Middle-range earners had lower use, and less misuse, of health services
High-wage earners spend the most, per patient, on health care in the U.S., a new study finds. But the lowest-wage workers were the next biggest spenders on health care. In a Goldilocks scenario, those earning in the middle ranges were the least apt to misuse and overuse health care services.
The study report, Health Care Use and Spending Patterns Vary by Wage Level in Employer-Sponsored Plans, examined health care use and spending by wage level during 2014 among 42,936 employees of four self-insured employers enrolled in a private health insurance exchange. The researchers discovered that:
- Annual total health care spending was highest among those earning above $70,000, who on average spent $5,074 per patient per year.
- Those earning $24,000 or less weren’t far behind, spending on average $4,835 per patient per year.
- Middle-wage earners had, on average, less than $4,000 per patient per year in health care spending.
Study co-author Bruce W. Sherman, M.D., medical director for population health management at consultancy Conduent HR Services and an assistant clinical professor at Case Western Reserve University School of Medicine in Pittsburgh, discussed the results and their implications during a Feb. 7 forum in Washington, D.C. The findings were published in the February 2017 issue of the journal Health Affairs, which sponsored the event.
Preventive Care vs. ER Use
When demographics and other characteristics were controlled for, employees in the lowest-wage group had, relative to top-wage earners, half the usage of preventive care, nearly twice the hospital admission rate, more than four times the rate of avoidable admissions and more than three times the rate of emergency department visits.
Summarizing the key findings, Sherman noted that:
- Low-wage workers use health care in a more reactive and inefficient pattern, with associated comparatively higher expenditures.
- High-wage earners’ similarly high health care expenditures are perhaps due to a relative lack of barriers to care. Their costs are driven by outpatient service, and they spend the most on preventive care services, including cancer screenings.
But high-earners are also the most likely to use their coverage for expensive and often unnecessary tests and procedures, such as the use of CT scans for minor and temporary health issues.
Much of low-wage workers’ use of emergency rooms and inpatient services “is avoidable with proper use of the health care system,” Sherman said. But many of these workers won’t go for preventative care services, which the Affordable Care Act requires health plans to cover outside of deductibles, because “they worry if the doctor finds something, they won’t be able to afford treatment.”

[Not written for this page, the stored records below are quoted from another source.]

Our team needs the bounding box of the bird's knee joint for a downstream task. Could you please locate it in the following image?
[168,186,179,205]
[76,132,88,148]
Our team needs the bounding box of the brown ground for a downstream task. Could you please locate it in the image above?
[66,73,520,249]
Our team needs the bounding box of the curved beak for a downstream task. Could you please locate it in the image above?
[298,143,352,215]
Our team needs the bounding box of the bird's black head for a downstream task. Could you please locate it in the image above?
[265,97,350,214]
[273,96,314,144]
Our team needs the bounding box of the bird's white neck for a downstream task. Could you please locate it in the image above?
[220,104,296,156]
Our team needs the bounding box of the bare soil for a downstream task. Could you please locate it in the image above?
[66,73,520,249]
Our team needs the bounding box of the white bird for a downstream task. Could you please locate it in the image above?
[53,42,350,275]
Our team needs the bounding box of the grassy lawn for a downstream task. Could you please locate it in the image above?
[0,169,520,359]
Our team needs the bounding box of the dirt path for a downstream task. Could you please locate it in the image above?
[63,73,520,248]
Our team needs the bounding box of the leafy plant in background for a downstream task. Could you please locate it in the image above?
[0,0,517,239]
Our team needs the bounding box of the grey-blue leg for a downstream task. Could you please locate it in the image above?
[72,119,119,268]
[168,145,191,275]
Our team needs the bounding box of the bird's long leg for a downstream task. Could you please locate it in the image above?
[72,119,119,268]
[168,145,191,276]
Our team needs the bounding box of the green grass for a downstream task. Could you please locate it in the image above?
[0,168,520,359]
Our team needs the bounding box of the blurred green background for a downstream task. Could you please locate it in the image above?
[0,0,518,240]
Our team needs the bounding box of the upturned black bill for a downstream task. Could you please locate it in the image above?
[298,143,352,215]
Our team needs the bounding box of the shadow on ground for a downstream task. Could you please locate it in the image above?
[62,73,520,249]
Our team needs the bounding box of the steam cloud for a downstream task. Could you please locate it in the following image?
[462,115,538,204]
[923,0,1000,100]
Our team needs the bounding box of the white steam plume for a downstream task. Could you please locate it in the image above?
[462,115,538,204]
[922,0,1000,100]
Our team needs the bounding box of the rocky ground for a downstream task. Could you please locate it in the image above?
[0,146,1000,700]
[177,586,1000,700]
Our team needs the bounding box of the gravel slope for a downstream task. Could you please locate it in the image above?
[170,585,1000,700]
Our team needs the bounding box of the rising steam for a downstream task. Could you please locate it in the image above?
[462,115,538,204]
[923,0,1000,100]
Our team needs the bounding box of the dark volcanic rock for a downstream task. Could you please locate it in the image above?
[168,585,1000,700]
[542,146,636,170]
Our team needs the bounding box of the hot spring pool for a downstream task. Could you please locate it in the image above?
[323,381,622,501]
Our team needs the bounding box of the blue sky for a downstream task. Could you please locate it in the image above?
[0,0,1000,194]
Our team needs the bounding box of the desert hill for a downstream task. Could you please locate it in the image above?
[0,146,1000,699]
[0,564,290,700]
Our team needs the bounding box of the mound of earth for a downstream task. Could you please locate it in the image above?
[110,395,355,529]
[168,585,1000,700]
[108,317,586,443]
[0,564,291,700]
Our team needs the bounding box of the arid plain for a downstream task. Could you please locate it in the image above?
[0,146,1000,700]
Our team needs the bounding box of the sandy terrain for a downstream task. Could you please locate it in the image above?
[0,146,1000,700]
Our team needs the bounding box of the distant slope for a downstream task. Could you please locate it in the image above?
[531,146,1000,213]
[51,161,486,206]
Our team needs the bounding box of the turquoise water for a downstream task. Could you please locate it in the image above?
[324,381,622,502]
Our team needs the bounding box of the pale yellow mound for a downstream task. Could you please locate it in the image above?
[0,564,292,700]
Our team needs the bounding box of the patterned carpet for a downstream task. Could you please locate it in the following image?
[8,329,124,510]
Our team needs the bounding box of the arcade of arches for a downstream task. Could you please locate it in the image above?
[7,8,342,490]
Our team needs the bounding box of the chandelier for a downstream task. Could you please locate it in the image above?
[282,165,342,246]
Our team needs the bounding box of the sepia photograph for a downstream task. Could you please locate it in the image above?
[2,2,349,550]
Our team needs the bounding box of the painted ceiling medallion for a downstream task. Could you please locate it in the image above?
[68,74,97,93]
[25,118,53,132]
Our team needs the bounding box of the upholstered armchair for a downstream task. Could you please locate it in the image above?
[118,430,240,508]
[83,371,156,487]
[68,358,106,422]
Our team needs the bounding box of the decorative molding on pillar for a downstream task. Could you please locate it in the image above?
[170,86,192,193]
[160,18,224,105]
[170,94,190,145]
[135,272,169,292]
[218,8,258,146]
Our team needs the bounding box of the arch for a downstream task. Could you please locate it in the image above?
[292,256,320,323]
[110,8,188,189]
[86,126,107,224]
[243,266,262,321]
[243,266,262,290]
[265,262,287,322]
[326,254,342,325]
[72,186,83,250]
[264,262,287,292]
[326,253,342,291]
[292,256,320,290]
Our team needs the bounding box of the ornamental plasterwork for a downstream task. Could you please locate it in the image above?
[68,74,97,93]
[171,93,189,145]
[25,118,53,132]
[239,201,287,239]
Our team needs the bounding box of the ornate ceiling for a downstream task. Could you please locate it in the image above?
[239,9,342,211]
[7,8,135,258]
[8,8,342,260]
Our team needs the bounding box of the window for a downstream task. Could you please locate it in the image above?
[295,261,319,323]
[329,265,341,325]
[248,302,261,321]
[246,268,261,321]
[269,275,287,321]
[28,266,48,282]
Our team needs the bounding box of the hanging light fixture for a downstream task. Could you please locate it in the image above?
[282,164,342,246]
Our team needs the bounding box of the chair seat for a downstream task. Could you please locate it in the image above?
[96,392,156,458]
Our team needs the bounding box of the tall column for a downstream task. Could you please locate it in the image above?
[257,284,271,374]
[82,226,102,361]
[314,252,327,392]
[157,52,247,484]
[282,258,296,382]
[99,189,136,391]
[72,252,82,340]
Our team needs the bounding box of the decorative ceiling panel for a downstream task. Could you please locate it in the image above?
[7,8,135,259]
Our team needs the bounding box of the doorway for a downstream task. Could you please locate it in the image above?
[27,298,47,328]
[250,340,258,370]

He advised that policymakers apply these findings to employer benefit plan design strategies and research priorities “to encourage effective use of health care services.”
For employers, “thoughtful management of low-wage workers’ health may have a measurable impact on business performance,” Sherman said.
He also suggested that health benefit plan designs might “hold accountable [high-wage employees] for what could be deemed their overuse of services,” perhaps by increasing the level of cost-sharing based on individuals’ ability to pay.